We had finished the evaluation, and were about to leave, when I realized I wanted to do one more thing. I knew that admitting to being indigenous, admitting to Spanish not being your native language, is something many Guatemalans are reluctant to do. The indigenous people of Guatemala have not been well treated by their government, and in many cases fled north to escape the Guatemalan genocide of the 80's. From what I have been able to learn so far, reaching Mexico did not mean safety. Mexico, too, has a certain amount of racism against its indigenous peoples, seeing them as backward and uneducated, and they were not happy to receive the wave of refugees. All of which are powerful reasons to keep your mouth shut and try to blend in as much as possible, and deny, deny, deny that you speak anything but Spanish. So to thank this man for his bravery, and to show that I didn't think any less of him, I decided to ask him if he would teach me a simple word in his mother tongue.
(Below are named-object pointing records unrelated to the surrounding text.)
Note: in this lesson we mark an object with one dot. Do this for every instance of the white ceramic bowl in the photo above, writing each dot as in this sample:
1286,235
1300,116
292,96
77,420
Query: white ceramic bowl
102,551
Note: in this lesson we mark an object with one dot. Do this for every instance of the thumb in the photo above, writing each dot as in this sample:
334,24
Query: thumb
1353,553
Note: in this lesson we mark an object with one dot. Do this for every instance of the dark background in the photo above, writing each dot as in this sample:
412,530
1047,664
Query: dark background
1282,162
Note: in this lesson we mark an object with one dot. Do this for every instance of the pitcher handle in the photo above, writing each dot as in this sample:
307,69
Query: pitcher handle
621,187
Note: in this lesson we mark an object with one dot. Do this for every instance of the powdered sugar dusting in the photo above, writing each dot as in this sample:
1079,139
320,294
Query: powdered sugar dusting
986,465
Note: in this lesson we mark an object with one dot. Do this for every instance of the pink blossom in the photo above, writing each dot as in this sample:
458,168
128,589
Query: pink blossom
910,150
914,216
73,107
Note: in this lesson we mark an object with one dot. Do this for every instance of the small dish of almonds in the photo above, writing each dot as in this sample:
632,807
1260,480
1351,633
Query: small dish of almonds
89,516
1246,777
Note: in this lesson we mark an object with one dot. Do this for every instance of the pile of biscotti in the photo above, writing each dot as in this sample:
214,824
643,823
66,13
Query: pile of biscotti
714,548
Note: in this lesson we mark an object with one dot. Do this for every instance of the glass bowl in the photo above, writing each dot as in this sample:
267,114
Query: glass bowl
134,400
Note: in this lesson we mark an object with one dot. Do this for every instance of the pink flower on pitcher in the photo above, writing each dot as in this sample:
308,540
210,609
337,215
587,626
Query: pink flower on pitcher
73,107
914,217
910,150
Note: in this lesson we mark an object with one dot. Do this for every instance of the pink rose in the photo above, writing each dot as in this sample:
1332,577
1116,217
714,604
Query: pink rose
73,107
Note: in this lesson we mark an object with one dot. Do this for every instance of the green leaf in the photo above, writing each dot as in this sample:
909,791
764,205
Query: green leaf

This would be the furthest I had gone out of my role as a conduit between OT and patient, which is my main role as an interpreter. Although I had intervened to clarify his linguistic history, that still fell within the bounds of maintaining good communication in the interest of quality care. But this was a little different. I looked at Louisa, and asked her if it she minded the question. As I'd expected, she said no, that's fine. Louisa knows a good bit about Hispanic people who speak "dialects" herself, having worked exclusively with that population for a while. So I asked. "Excuse me sir, how do you say hello in K'itch'e?" He was taken aback by the question. "What?" "How would you say 'hello' in your language, in K'itch'e?" He hesitated. Looked away. Swung himself back from the edge of the bed. I started to worry that K'itch'e might be one of those languages where you have to know the gender of the speaker, and the right honorific to be able to decide how to form a simple "hello". When he finally spoke, he said something that took me by surprise. "You know, I haven't spoken K'itch'e in 10 years, so I'm not sure." "Oh," I stammered. Then tried to cover up the embarrassment for both of us. "Oh, ok, that's fine. I just wondered, you know, but don't worry about it, that's ok." He rallied. "But I can tell you to say 'how are you?'" So he did, and I tried my best to imitate him. He said it several times, and I knew I hadn't said it well, but I was so grateful he'd managed to save face and hadn't gotten offended that I didn't mind.

Later I tried to recall and memorize his face as he spoke to me, teaching me that simple phrase as if I was a child. I could only imagine how many people had surely talked to him just like that over the years, trying to teach him simple phrases in the language that had swallowed him whole when he entered this country.

The interaction left me with so many questions. How come he has been here for so long, yet not connected with the Maya community here? How does he feel about not having spoken his mother tongue with anyone for the last 10 years? How does he get by in the city, on the streets, without being able to talk to anyone around him? Was he content with his situation? How did he get here? How does a pebble feel in an ocean? I had so many questions that I couldn't ask.